Cyber Strategist Cyrus Krohn resigned last week, to the dismay of many in the party.
Conservative technologists are sorry to see Cyrus Krohn resign as the cyber strategist for the Republican National Committee (RNC). In fact, several of them had formed a Facebook group, titled “Change Anything But Cyrus Krohn,” dedicated to keeping him on after Michael Steele assumed leadership of the party in January. The group had 421 members as of yesterday.
“I think it’s a loss because Cyrus is a technologist first, and typically the RNC hires people who are into politics first,” said Erick Erickson, chairman of the influential conservative site RedState.com and one of administrators of the Facebook group. “Cyrus was very good at weeding out charlatans and poseurs who had shiny-looking technology that didn’t really do anything.”
Krohn announced his departure as e-Campaign director in a blog post on Thursday, wherein he cataloged the GOP’s technological achievements during his tenure. A former publisher of Slate, Krohn left a position at Yahoo in 2007 to take the RNC spot, and he revamped the party’s approach to online politics. He grew its e-mail list from less than 2 million to 12 million, started a Facebook group, and built a technology platform that now hosts 31 state Republican organizations in addition to the RNC. In the blog post, he said he plans to relocate his family to Seattle and to work for an as yet unspecified presidential candidate in 2012.

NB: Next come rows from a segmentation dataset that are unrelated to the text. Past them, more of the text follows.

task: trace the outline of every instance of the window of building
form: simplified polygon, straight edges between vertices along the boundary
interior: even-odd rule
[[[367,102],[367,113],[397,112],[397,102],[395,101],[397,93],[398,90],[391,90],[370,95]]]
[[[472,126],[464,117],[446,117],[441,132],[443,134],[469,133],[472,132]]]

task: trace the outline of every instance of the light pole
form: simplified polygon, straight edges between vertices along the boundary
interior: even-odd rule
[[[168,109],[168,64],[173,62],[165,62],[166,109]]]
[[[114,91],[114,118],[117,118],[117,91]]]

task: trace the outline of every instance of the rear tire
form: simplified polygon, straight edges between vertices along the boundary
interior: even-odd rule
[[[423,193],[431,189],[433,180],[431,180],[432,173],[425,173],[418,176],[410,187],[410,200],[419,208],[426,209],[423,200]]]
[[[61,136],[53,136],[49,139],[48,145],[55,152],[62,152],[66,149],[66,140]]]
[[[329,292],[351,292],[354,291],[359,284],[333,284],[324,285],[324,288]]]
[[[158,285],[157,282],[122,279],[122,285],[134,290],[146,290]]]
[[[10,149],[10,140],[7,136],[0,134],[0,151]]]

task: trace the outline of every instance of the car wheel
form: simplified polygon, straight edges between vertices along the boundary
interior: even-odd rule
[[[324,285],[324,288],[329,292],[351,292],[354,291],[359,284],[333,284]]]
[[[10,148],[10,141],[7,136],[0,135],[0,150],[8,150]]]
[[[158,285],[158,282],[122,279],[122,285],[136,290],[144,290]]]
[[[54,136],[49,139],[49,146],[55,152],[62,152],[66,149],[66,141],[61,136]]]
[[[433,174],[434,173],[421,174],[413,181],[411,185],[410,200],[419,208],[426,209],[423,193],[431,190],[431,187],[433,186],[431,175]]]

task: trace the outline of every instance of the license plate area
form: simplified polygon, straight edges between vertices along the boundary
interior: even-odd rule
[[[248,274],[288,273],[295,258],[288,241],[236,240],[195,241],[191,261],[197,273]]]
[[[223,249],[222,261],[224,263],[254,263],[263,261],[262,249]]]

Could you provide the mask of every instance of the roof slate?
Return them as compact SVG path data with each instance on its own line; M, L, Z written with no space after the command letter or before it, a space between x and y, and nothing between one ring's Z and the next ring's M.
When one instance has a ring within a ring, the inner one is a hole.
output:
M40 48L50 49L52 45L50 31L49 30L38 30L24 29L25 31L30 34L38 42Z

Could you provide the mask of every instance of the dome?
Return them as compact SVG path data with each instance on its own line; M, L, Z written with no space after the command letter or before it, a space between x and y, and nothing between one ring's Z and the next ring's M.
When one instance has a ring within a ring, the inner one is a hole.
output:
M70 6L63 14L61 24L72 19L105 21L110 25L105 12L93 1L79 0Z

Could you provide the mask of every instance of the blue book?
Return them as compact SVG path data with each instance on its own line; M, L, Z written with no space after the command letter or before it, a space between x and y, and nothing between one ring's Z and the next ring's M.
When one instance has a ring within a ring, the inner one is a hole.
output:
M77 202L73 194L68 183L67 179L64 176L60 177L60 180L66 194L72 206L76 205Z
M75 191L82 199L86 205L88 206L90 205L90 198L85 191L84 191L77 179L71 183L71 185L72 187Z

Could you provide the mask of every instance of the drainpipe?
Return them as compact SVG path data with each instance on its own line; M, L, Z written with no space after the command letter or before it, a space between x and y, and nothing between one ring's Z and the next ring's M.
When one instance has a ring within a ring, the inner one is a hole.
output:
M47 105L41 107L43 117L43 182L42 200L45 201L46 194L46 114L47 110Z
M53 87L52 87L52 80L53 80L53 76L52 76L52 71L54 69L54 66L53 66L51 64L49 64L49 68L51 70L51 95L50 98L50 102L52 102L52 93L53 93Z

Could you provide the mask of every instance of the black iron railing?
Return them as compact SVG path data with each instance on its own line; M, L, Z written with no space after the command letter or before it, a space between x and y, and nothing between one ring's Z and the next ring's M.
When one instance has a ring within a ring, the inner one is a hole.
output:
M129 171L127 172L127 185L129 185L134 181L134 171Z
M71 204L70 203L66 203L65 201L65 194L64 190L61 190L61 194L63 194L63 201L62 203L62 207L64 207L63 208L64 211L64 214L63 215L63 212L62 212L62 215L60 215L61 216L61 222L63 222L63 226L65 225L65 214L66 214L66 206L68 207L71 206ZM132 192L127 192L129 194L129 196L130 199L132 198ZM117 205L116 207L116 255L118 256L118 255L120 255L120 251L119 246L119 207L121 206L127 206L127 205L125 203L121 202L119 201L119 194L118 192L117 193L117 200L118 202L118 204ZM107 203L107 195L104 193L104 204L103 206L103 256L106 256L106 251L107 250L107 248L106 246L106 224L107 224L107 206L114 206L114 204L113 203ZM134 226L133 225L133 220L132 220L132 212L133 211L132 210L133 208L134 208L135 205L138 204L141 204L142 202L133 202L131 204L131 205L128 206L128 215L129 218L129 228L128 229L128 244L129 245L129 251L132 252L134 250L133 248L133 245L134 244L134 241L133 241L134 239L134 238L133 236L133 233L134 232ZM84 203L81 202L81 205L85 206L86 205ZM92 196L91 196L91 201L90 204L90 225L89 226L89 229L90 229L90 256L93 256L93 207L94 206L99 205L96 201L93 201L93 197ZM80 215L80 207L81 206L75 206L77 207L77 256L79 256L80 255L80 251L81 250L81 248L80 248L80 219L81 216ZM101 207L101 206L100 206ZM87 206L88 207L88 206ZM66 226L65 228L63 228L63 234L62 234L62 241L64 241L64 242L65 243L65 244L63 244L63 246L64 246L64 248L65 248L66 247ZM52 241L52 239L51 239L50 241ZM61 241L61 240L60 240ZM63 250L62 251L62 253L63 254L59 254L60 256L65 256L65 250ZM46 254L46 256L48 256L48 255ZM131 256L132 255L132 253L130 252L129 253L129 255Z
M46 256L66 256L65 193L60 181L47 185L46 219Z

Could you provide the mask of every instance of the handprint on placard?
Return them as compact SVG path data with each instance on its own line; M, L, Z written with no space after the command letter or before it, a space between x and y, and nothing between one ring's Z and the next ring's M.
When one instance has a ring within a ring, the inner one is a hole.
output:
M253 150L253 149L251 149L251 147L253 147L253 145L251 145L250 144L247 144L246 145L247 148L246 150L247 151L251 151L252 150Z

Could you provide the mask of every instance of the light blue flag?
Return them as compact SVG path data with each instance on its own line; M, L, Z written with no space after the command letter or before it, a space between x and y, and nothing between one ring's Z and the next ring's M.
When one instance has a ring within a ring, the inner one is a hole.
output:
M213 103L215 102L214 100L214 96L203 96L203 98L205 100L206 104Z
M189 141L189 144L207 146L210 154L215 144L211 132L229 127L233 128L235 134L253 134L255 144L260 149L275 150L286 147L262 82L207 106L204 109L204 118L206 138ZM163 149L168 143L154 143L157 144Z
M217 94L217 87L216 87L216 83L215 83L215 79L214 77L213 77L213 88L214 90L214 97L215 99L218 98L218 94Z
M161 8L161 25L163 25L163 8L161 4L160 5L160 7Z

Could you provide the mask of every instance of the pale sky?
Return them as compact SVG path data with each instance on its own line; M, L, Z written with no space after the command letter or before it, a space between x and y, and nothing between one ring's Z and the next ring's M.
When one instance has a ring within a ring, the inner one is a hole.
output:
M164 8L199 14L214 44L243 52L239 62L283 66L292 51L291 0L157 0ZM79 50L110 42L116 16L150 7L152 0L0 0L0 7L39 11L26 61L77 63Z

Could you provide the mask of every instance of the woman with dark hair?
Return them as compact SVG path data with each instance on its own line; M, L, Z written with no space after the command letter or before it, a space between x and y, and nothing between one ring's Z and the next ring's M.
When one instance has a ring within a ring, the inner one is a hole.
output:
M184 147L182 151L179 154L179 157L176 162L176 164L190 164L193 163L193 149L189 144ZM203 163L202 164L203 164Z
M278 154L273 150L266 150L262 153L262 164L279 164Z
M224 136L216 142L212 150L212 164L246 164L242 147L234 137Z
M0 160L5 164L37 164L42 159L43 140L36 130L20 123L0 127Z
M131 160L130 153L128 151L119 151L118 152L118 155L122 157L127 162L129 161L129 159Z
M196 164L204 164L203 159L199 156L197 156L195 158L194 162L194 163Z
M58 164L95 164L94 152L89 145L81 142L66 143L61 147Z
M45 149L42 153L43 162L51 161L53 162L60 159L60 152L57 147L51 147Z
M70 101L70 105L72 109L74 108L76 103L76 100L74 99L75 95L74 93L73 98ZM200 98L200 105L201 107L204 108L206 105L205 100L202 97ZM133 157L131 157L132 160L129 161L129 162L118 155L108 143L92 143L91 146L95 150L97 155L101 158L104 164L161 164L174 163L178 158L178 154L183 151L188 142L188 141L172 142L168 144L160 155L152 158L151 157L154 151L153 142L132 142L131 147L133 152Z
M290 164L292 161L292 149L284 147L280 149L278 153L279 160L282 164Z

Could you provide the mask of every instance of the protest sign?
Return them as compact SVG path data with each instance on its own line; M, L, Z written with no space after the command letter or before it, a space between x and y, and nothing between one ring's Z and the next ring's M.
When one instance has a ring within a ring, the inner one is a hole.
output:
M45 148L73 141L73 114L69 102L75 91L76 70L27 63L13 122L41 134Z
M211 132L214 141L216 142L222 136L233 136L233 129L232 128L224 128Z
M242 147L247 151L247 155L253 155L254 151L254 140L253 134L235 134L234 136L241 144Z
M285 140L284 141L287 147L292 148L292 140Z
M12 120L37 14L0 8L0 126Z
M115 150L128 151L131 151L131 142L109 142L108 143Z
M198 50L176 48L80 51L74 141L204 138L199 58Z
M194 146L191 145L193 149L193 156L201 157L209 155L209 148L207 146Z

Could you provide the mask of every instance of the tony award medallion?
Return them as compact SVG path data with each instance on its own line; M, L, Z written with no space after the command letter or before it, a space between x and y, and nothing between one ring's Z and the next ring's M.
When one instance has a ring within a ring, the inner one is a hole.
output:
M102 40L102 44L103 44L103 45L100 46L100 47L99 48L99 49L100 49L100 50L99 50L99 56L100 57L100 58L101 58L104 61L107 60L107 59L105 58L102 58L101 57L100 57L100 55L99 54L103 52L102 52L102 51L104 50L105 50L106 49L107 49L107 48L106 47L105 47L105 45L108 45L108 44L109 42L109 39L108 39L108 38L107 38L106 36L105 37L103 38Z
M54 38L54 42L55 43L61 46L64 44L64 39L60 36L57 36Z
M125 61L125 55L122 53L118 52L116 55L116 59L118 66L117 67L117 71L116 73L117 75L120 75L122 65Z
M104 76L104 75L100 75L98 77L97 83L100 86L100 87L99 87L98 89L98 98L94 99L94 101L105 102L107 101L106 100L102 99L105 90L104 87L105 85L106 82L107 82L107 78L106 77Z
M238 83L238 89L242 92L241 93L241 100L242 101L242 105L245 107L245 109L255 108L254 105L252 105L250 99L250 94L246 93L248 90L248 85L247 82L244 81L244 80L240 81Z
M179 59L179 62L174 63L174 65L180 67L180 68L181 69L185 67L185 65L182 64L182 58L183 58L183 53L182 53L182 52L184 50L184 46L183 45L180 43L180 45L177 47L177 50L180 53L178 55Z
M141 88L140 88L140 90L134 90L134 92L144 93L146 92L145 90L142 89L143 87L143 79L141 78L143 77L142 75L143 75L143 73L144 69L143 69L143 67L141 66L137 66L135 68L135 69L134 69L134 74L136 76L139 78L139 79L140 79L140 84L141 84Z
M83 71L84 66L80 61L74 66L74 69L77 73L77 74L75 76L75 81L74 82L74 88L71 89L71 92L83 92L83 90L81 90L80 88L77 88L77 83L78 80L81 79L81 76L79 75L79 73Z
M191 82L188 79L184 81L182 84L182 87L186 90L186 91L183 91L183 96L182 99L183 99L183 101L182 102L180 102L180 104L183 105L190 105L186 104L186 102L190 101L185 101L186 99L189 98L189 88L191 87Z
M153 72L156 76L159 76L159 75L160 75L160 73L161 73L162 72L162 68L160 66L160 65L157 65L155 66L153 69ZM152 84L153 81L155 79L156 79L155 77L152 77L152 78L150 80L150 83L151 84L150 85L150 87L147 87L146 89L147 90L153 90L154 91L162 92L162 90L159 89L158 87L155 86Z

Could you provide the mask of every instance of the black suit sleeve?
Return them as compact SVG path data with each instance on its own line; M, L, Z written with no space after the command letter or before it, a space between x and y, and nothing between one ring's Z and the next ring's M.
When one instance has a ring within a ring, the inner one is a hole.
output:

“Cyrus really brought people together, at a time when things weren’t going so well,” said Rob Bluey, director of online strategy at the Heritage Foundation and a contributor to RedState.com, as well as another administrator of the pro-Krohn Facebook group. “That’s something that’s going to be missed, and whoever they bring in is going to have to have that same mentality. Now is not the time for fighting.”
There’s no indication that Krohn left under duress, said Bluey, who thinks the move is part of the general shakeup that comes with a change of leadership. He’s disappointed that Steele wasn’t ready with a tech team of his own. “Obama had a chief of staff immediately, and we have to be operating with the same type of speed,” he said.
Krohn’s old job is now in the hands of Todd Van Etten, one of his deputies, whom Erickson describes as “very capable.”
A sketchy request for proposals for a redesign of GOP.com, issued by the RNC on Friday on the heels of Krohn’s announcement, struck observers as a half-hearted effort at best. “It was rather lame,” Erickson said. “It looks like either they don’t know what they’re doing, or they already have a consultant in mind and are just going through the motions, in which case Michael Steele’s promises of more transparency ring pretty hollow.”
“This is thin gruel,” said Justin Hart, a conservative political technology consultant and strategist who used to work for Mitt Romney and who’s seen his share of RFPs for large Web projects. Hart is currently running the Web effort for California State Assemblyman Chuck DeVore, an announced 2010 challenger to Democratic Senator Barbara Boxer. “I’m puzzled by the timing.”
A GOP tech summit held February 13 yielded plenty of ideas, Hart said, but the resulting reports are still being written.
The party’s online efforts might be stymied by too much analysis.”My great concern right now is that the RNC and the conservative movement are killing themselves with white papers,” Erickson said. “A lot of these committees have the same people duplicating the same efforts, and no one’s actually doing anything.”